# Learning around the Non Sequiturs

If Solomonoff Induction and its conceptual neighbors have not yet found application in enhancing human reasoning, there are definitely areas where they have potential value.  Automatic, unsupervised learning of sequential patterns is an intriguing area of application. It also fits closely with the sequence inferencing problem that is at the heart of algorithmic information theory.

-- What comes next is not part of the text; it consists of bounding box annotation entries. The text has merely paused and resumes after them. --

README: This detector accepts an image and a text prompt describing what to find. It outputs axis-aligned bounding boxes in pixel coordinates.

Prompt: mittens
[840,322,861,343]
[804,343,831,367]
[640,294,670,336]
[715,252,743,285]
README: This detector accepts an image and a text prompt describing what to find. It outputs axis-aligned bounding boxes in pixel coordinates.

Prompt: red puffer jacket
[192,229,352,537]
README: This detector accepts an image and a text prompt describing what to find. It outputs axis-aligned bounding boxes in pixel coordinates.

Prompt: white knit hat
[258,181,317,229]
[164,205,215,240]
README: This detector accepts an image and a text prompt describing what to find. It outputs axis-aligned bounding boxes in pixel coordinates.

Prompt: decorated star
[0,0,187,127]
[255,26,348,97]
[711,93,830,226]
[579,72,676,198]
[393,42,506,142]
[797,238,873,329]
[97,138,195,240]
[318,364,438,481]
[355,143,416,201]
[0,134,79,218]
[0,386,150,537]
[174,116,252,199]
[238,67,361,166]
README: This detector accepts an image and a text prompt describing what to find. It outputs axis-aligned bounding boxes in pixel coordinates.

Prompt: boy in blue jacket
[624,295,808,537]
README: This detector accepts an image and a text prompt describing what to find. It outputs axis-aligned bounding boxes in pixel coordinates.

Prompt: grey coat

Pragmatically, the problem of how children learn the interchangeability of words that is the basic operation of grammaticality is one area where this kind of system might be useful. Given a sequence of words or symbols, what sort of information is available for figuring out the grammatical groupings? Not much beyond memories of repetitions, often inferred implicitly.

Could we apply some variant of Solomonoff Induction at this point? Recall that we want to find the most compact explanation for the observed symbol stream. Recall also that the form of the explanation is a computer program of some sort that consists of logical functions. It turns out that creating a program that, for every possible sequence, finds the absolutely most compact program is uncomputable. The notion of what is “uncomputable” (or incomputable) is a mathematical result that has to do with how many different potential programs must be investigated to try to find the shortest one. If that number grows faster than the length of a program, it becomes uncomputable. Being uncomputable is not a death sentence, however. We can come up with approximate methods that try to follow the same procedure because any method that incrementally compresses the explanatory program will get closer to the hypothetical best program.

Sequitur by Nevill-Manning and Witten is an example of a procedure that approximates Algorithmic Information Theory optimization for string sequences. In the Sequitur algorithm, when repetitions occur in a sequence, a new rule is created that encompasses the repeated grouping. New rules can be abandoned as well when they no longer cover more than one occurrence due to some exemplars being absorbed by other examples. A slightly more sophisticated version of Sequitur involves creating new rules only when the number of bits required to represent both the rules and the encoded string is lower than without the rule. This approach comes even closer to Solomonoff Induction but requires more calculation of probabilities and the information content of the rules and sequences.

I’ve applied this latter approach in various contexts, including using the method to try to explain human guessing performance on predicting symbol sequences. Neural correlates of this capability likely exist since there are abstractly related capabilities that are used for edge detection in visual processing (an edge is a compact “guess” drawn from a noisy region of a visual field). Finding a grammar inferencing brain region (likely in Wernicke’s area) but that is used for a range of sequencing problems would support the argument that Solomonoff-like capabilities have a biological reality.